One of the joys of autumn is spotting the jewel-like scarlet rosehip berries in the hedgerow, just waiting to be picked.
Rosehips are fantastic little powerhouses of good things – packed with Vitamin C, skin-saviour Vitamin A and B1, which boosts heart health. And for glowing skin, look no further - the oil from crushed and pressed rosehip seeds is wonderful used as a facial serum applied before bed.
Rosehips are also packed full of antioxidants and they are anti-inflammatory meaning that it can be used to ease sore joints, either by massaging seed oil in neat or blended (it’s quite pricey to buy the seed oil so it’s often mixed with coconut oil or shea butter to make it go further).
If you’re never tried it, homemade rosehip syrup is sticky, sweet and delicious, as well as being a fantastic immune-booster as we head toward cold and flu season!
How fiddly is it?
Not very! You can use any rose hips for the recipes, but if you’re foraging in hedgerows it’s likely you will be picking the dog rose (Rosa canina) or the denser hedging rose (Rosa rugosa).

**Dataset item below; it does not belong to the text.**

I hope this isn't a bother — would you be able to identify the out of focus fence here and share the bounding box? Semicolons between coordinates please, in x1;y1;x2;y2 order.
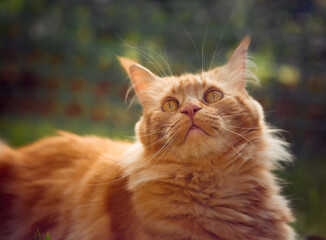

They both have simple, single pink flowers but you can tell them apart by the stems - rugosa will have prickly stems while the dog rose has traditional thorns.
This month marks 76 years since the Ministry of Food first organised National Rose Hip collections in the countryside, enlisting the WI, Scouts and Guides to collect the hips in their thousands. Oranges and citrus fruit, the normal sources of Vitamin C, were in short supply because of the war and rosehips were the answer.
In 1941, a whopping 34 MILLION rosehips were picked and turned into syrup, which was sold the following year as National Rose Hip Syrup by the Ministry of Health as “a useful wartime substitute for orange juice and a distinct improvement on blackcurrant syrup.”
Here’s how to make your own:
ROSEHIP SYRUP RECIPE
1 litre of water 500g of rosehips 300g sugar (if you want darker-coloured syrup use brown sugar)
Method: Boil the water. Blitz the rosehips in a food processor, and add to the boiling water. As soon as it comes back to the boil, turn off the heat and pop the lid on, leaving for 20 minutes. Pour through a sterilised muslin bag, and allow it to drip through (don’t squeeze it, or it will go cloudy and you will get pith in it. Return the mix to the pan, add 500 ml of water, and boil again. Remove and leave for another 20 minutes, before straining through the bag. Put all the liquid onto the hob again, and reduce the liquid by half before adding the sugar and stirring until dissolved. Pour into sterilised bottles or you can put into an ice cube tray and freeze once cooled.
How to use: Take a spoonful a day OR spoon into yoghurt OR warm over ice-cream OR make a lovely hot drink with two spoonfuls in a cup of hot water, with some honey.
ROSE HIP TEA You can also drink rose hip tea. As well as vitamin C, you’ll also be getting more Vitamin A into your system, which is great news for your skin. It helps to speed up skin cell renewal, heal scars and keeps skin nourished and hydrated – which means fewer wrinkles. Hurrah.
TOP TIPS The seeds and fluffy pith inside used to be used as itching powder, so make sure to scrape them away if you’re making rose hip tea as they are an irritant. You don’t need to worry about it with syrup because you are sieving it.